1. Not Including Keywords In Your Headline
To help your profile show up prominently in the results, you need to include the words you want to be associated with in your headline. The first duty of your headline is to provide relevance. “Is this a person I need to know?”
2. An Anemic About
Your LinkedIn “About” section will be the most-read version of your bio, so you need to tell your story in a compelling way. And here’s the catch: When people look at your LinkedIn profile, they only get to see the first few lines of your About. Use those valuable words to grab your reader’s attention so they will click “see more” to get the whole story. Don’t repeat what you told us about yourself in your headline.
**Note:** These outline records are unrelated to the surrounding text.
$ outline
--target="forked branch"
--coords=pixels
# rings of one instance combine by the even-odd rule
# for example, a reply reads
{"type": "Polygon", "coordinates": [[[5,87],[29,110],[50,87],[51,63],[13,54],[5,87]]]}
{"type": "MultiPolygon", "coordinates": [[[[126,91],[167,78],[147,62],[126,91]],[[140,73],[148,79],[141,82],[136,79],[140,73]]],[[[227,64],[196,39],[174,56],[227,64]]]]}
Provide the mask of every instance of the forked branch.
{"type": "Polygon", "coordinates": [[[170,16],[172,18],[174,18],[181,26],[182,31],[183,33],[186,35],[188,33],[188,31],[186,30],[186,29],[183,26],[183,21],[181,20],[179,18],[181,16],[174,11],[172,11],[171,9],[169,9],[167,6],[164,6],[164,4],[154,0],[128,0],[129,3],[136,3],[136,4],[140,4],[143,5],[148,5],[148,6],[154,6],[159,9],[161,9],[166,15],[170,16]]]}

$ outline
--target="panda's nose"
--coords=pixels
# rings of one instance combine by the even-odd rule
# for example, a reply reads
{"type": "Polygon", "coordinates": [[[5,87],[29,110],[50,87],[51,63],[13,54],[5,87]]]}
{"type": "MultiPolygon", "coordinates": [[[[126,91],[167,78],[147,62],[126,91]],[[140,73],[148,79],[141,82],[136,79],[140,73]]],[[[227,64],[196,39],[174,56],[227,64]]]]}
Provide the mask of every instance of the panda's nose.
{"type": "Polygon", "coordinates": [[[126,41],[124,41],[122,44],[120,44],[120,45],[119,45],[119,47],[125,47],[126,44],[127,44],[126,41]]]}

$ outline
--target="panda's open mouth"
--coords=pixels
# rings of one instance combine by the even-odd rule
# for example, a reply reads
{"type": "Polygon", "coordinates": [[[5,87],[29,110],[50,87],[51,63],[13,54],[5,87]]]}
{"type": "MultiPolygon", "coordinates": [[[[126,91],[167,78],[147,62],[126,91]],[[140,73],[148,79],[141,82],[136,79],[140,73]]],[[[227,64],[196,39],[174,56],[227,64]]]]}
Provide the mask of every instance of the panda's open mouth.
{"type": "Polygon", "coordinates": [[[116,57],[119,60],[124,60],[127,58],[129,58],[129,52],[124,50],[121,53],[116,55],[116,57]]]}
3. Ignoring The Featured Section
This valuable piece of digital branding real estate shows up toward the top of your profile and gives you a place to showcase your accomplishments, passions, and causes. And because you can include images, video and other rich media, it makes your profile more interesting to look at and more differentiated too.
4. Not Using Creator Mode
Creator mode is a relatively new feature that allows you to identify the top five hashtags with which you want to be associated. These hashtags show up right below your headline and reinforce the topics for which you want to be known. Even if you have no intention of creating content for your LinkedIn blog, turn Creator mode on and select your five hashtags.
5. Keeping The Boring LinkedIn-Issued Background
The best way to make your profile stand out is to include a one-of-a-kind, on-brand, copyright-cleared background (it sits behind your headshot and headline). It’s the first thing people see when they’re checking you out. When you incorporate an image that helps you tell your story, you automatically stand out from your peers and deliver a relevant first impression.
6. Using A Photo That’s Not A True Headshot
No photo. A logo. A full body shot. A picture where you cropped someone’s body out of the shot, but their arm is still dangling from your shoulder. These are all examples of what you should never do with your LinkedIn headshot. Your headshot makes you real, and it makes it more likely that someone will accept a connection request from you. Make sure your headshot is professionally done, reflects your personality and is cropped so that your very human face occupies 60-80% of the space. When someone is looking at your profile on their phone, your headshot is the size of a button. Make sure people can look you in the eye.
7. Not Reordering Their Skills
LinkedIn displays your skills in order, based on the number of endorsements each skill has (from highest to lowest). When someone checks out your profile, LinkedIn only shows the top three. That’s a signal to the reader that those are the things you are best at. Yet for many of us, those may not be the things we want to be known for or the things that make us relevant for where we want to go next. Reorder your skills to showcase the three most important ones at the top.
8. Using Words Without Rich Media
It’s hard to create a visceral emotional experience when you’re limiting yourself to the 26 letters of the alphabet, but when you augment your prose with images, infographics and videos, you can truly dazzle your audience with your brilliance. Your profile is replete with places where you can leverage rich media to tell your story: your Featured artifacts, your Background image, in your Experience and Education sections, your Video Cover Story, etc. It’s hard to inspire people online, but using multimedia is sure to deliver more YAY and less YAWN to your readers.